Zoopark (russisch Зоопарк für „Zoo“) ist ein Artillerieaufklärungsradar sowjetischen Ursprungs. Varianten und Weiterentwicklungen wurden in Russland sowie in der Ukraine gebaut. Die Russischen Streitkräfte führten Zoopark-1 im Jahre 1997 ein, eine verbesserte Version 1L219M folgte 2004. Außer den russischen Streitkräften nutzt auch China das System.
Die Phased-Array-Antenne besteht aus 3328 Phasenschiebern. Die Radarleistung beträgt 30 kW. Das System ist in der Lage, bis zu 12 Objekte in der Luft zu verfolgen und bis zu 70 Abschusspositionen in der Minute zu berechnen und diese weiterzusenden. Der Abdeckungssektor beträgt 90°.

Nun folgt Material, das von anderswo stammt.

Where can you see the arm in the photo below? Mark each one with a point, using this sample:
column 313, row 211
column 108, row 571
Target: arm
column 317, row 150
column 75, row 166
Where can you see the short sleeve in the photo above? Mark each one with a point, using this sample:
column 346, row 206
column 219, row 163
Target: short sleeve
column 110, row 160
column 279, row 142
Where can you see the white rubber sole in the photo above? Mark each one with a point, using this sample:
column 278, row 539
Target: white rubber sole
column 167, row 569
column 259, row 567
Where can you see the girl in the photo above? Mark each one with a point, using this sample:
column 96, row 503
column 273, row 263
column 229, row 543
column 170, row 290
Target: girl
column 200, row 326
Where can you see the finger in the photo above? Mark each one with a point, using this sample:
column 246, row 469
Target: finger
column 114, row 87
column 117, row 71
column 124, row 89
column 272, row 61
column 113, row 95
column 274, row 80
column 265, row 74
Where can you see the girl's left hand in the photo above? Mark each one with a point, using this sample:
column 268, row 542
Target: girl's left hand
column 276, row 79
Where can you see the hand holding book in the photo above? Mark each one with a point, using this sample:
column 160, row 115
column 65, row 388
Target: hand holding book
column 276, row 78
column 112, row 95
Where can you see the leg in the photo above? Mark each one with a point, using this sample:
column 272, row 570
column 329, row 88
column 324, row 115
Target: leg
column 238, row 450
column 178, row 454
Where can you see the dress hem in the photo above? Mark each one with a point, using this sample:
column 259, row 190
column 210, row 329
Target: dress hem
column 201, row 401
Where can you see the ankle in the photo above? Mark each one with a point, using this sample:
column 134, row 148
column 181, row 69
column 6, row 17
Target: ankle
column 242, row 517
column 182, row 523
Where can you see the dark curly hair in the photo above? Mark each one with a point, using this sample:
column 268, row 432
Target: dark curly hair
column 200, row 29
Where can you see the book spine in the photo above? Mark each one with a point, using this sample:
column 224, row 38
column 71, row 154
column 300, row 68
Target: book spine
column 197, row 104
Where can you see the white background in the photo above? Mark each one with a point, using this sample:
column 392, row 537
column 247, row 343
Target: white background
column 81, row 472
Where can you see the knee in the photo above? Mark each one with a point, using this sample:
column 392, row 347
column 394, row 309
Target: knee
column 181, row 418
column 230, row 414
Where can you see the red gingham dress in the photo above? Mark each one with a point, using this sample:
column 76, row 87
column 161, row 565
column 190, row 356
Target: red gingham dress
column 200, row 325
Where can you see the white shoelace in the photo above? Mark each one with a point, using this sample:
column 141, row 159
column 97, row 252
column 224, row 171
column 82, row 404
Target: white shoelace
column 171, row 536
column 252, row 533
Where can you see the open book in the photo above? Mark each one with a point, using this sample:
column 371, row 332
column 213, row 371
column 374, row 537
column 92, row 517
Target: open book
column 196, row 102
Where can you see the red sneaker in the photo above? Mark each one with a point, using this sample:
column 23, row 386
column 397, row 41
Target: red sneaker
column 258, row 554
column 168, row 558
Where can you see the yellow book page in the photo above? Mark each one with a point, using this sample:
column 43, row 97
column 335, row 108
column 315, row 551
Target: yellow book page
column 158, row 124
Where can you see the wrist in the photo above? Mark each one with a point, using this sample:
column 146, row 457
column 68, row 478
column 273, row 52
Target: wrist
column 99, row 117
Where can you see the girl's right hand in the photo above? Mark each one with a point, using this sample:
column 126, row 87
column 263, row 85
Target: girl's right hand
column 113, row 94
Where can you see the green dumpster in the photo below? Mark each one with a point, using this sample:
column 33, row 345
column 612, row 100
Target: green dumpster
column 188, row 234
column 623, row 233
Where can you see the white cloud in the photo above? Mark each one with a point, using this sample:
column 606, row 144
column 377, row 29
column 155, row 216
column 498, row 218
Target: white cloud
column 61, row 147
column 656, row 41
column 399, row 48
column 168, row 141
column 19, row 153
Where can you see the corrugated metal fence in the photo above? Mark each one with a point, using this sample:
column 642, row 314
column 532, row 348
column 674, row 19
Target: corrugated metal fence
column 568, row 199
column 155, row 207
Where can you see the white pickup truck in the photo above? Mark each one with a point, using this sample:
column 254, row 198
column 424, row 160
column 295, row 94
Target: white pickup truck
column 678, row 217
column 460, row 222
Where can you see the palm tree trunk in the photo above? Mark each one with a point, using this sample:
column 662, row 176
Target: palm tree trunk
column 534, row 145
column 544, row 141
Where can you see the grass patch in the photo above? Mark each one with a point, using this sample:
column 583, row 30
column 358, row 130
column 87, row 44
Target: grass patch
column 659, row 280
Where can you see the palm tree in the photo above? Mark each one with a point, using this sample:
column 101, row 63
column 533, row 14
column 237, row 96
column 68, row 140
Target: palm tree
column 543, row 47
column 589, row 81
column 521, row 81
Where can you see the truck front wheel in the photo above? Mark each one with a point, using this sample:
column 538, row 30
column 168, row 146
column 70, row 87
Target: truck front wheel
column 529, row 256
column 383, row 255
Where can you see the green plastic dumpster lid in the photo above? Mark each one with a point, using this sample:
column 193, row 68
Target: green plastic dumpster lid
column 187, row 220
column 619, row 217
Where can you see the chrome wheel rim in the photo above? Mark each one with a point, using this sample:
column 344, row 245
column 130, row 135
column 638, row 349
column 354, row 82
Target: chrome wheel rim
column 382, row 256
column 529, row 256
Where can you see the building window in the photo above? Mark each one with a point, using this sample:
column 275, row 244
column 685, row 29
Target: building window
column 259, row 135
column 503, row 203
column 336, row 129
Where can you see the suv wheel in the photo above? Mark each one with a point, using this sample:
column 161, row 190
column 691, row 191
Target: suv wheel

Erfassungsreichweiten (verschiedene Quellen weisen unterschiedliche Zahlen aus):
Haubitze (Kaliber 105–155 mm) bis 20 km
Mörser (Kaliber 81–120 mm) bis 22 km
Mehrfachraketenwerfer bis 35 km
Taktische ballistische Rakete bis 45 km.
Für die Erkennung und Weiterleitung einer Abschussposition benötigt das System etwa 20 Sekunden. Es kann auch umgekehrt die Geschossbahnen der eigenen Artilleriegeschoss überwachen, um das Feuer gegebenenfalls zu korrigieren. Das System kann eine provisorische Flugverkehrskontrolle an einem Flugfeld übernehmen. Das Trägerfahrzeug ist ein MT-LBu. Das Gesamtsystem hat den GRAU-Index 1L219, das Radar 1L259. Zoopark-1 wird begleitet von einem a 1L30 Wartungsfahrzeug (z. B. Ural-4320) und einem ED30-T230P-1RPM Stromerzeugungsaggregat auf Anhänger. Das Radarsystem kann mit dem Generator des MT-LBU oder einem externen Stromerzeugungsaggregat betrieben werden. Die Besatzung besteht aus drei Soldaten; einem Fahrer und zwei Radarbediener. Das Herstellen der Arbeitsbereitschaft auf dem Ankunftsort dauert fünf Minuten.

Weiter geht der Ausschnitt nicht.